I have a dataframe:
train_df = pd.DataFrame({'home':['A','A','B','C','C'],'dest':['X','Y','Y','X','Y']})
If I do:
train_df[['home','dest']] = train_df[['home','dest']].astype('category')
from sklearn.preprocessing import OneHotEncoder
onehotenc = OneHotEncoder(handle_unknown='ignore')
encoded_df = pd.DataFrame(onehotenc.fit_transform(train_df[['home','dest']]).toarray())
encoded_df.columns = onehotenc.get_feature_names_out()
train_df = train_df.join(encoded_df)
I do get the train_df dataframe with encoded_df columns added on the right. However, if I do
for df in [train_df]:
df[['home','dest']] = df[['home','dest']].astype('category')
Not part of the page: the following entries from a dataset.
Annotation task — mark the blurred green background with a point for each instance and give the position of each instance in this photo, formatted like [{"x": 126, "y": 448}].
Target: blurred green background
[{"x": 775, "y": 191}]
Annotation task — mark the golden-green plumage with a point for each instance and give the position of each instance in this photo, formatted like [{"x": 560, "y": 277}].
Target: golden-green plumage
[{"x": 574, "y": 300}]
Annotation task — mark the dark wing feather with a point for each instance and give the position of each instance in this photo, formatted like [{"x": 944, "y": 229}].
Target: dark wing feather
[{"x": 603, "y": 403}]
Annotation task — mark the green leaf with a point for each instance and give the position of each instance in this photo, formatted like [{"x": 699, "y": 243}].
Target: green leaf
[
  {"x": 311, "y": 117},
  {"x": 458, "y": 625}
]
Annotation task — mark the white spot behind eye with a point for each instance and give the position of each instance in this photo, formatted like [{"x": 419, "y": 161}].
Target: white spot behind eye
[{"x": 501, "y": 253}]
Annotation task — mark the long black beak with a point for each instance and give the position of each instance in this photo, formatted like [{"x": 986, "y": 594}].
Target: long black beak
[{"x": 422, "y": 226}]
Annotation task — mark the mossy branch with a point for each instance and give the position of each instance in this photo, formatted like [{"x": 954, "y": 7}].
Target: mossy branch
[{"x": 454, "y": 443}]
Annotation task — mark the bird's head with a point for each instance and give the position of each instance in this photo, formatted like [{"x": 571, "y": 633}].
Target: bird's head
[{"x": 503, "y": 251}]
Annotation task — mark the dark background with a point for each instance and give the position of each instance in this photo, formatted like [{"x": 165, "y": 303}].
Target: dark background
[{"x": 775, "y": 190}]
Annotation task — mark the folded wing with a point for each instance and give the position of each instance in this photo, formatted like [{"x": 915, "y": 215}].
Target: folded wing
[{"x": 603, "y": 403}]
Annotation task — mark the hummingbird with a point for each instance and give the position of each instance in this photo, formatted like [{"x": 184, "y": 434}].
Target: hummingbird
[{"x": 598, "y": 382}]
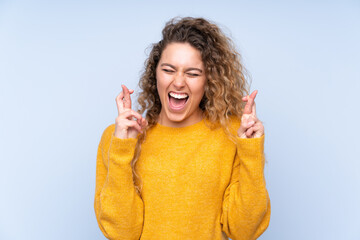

from sklearn.preprocessing import OneHotEncoder
onehotenc = OneHotEncoder(handle_unknown='ignore')
encoded_df = pd.DataFrame(onehotenc.fit_transform(df[['home','dest']]).toarray())
encoded_df.columns = onehotenc.get_feature_names_out()
df = df.join(encoded_df)
the train_df is same as before. Why does the assignment not work in the for loop case? I need to do similar encoding on multiple dataframes, and add encoded columns to those dataframes. How can I do it in a for loop?